La proposition du fédéral pour rectifier la tarification du carbone industriel ne fonctionnera pas sans ajustements, indique une nouvelle étude

Dans sa soumission au gouvernement fédéral concernant le renforcement de la tarification du carbone industriel, l’Institut climatique du Canada présente une nouvelle étude qui révèle le besoin d’ajustements pour en arriver à une politique efficace.

OTTAWA. — La nouvelle proposition du gouvernement fédéral visant à renforcer le régime de tarification du carbone industriel ne suffira pas à réduire les émissions, à stimuler les investissements sobres en carbone et à maintenir notre avantage concurrentiel, révèle une nouvelle étude produite par la plus importante organisation de recherche canadienne sur les politiques climatiques.

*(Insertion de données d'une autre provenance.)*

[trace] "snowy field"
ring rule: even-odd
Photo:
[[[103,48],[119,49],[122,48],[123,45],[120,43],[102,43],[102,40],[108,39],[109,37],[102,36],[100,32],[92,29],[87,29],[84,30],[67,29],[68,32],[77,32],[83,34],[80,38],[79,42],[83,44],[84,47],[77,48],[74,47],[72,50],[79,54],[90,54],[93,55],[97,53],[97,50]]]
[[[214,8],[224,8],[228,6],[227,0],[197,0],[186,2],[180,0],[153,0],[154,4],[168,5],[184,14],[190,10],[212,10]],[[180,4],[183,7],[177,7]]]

En réponse à l’appel de commentaires sur la proposition fédérale, l’Institut climatique du Canada a soumis un rapport formel intitulé Au-delà des apparences, des résultats : le marché du carbone canadien nécessite une réforme ambitieuse pour être vraiment efficace, qui présente une modélisation inédite et approfondie pour évaluer si les changements proposés à la tarification provinciale et territoriale du carbone industriel vont réellement envoyer les signaux voulus aux investisseurs.

Lesdits changements impliquent de revoir le « modèle fédéral », à savoir les normes nationales minimales que les régimes des provinces et territoires doivent respecter. Si on ne modifie pas le modèle dans la bonne direction, on risque de mettre en péril le bon fonctionnement de tout le système de tarification du carbone industriel. En effet, c’est le modèle fédéral qui fixe les critères pour juger de l’équivalence des régimes provinciaux et territoriaux avec leur pendant national : il permet notamment de savoir quels émetteurs sont couverts et si les mécanismes du système produisent des incitatifs conformes à la norme fédérale.

La tarification du carbone industriel est le plus important levier stratégique du Canada pour réduire la pollution par le carbone et maintenir sa compétitivité sur le plan économique, le tout d’une manière qui ne coûte presque rien aux consommateurs. Le marché des crédits carbone en est un élément central, qui vient stimuler les investissements sobres en carbone à hauteur de milliards de dollars.

Et pourtant, l’avenir de cette politique est en jeu : le plus grand régime provincial au pays – celui de l’Alberta, qui représente à peu près le quart des émissions nationales – est empêtré dans des négociations suivant le récent Protocole d’accord entre le Canada et l’Alberta, où il a été convenu d’accroître le prix de crédit minimal réel à 130 $ la tonne d’émissions.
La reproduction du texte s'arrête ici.